(Replying to PARENT post)
> but I still wanted to add that we humans do actually "want".
I would also like to add that the subject of conversation is artificial and natural neurons, which humans, though contain some, are not.
If a NN is trained to do something, it can be equally considered as "wanting" to do that thing within the autonomy it is afforded, as much as any human.
👤Zambyte🕑2y🔼0🗨️0
(Replying to PARENT post)
If my grandmother had wheels, she'd be a bike.
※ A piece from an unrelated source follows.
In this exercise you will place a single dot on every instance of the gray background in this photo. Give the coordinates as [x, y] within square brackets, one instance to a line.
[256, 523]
Fish don't like ice cream and we don't feel the need to spawn. It's because of how we are built.
👤bongodongobob🕑2y🔼0🗨️0
(Replying to PARENT post)
> Most animals are goal-directed, intentional, sensory-motor agents who grow interior representations of their environments during their lifetime which enables them to successfully navigate their environments. They are responsive to reasons their environments affords for action, because they can reason from their desires and beliefs towards actions.
In addition, animals like people, have complex representational abilities where we can reify the sensory-motor “concepts” which we develop as “abstract concepts” and give them symbolic representations which can then be communicated. We communicate because we have the capacity to form such representations, translate them symbolically, and use those symbols “on the right occasions” when we have the relevant mental states.
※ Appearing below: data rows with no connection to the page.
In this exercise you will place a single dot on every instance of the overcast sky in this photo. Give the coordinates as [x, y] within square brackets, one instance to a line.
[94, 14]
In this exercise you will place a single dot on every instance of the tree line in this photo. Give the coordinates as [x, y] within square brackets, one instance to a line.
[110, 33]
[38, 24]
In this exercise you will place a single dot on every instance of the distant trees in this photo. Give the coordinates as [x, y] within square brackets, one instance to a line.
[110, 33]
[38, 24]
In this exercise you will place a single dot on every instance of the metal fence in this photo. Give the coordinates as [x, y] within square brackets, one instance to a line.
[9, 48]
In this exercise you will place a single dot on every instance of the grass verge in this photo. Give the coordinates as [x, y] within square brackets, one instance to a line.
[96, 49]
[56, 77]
(Discrete mathematicians seem to have imparted a magical property to these symbols that *in them* is everything… no, when I use words its to represent my interior states… the words are symptoms, their patterns are coincidental and useful, but not where anything important lies).
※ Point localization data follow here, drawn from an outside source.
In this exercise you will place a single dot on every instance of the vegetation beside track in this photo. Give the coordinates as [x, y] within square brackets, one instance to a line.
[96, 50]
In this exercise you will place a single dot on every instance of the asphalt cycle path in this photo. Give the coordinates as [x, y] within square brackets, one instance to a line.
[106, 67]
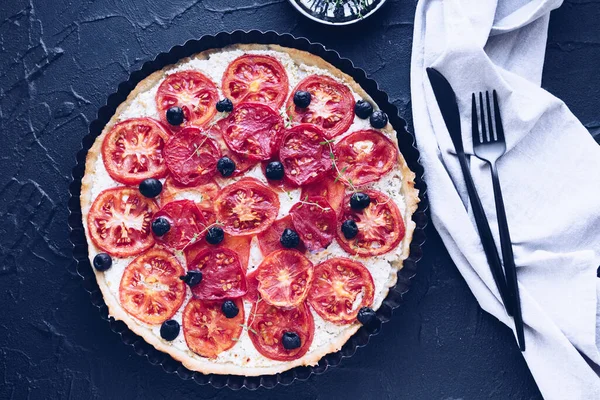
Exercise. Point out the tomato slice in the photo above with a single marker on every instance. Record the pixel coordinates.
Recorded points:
(315, 221)
(191, 157)
(187, 224)
(195, 93)
(203, 195)
(246, 207)
(253, 130)
(150, 288)
(269, 240)
(222, 274)
(239, 244)
(119, 222)
(242, 162)
(252, 294)
(267, 324)
(329, 187)
(331, 107)
(365, 156)
(284, 278)
(341, 288)
(304, 155)
(256, 78)
(207, 331)
(133, 151)
(380, 226)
In other words, we say “I like ice-cream” because: we are able to like things (desire, preference), we have tasted ice-cream, we have reflected on our preferences (via a capacity for self-modelling and self-directed emotional awareness), and so on. And when we say, “I like ice-cream” it’s *because* all of those things come together in radically complex ways to actually put us in a position to speak truthfully about ourselves. We really do like ice-cream.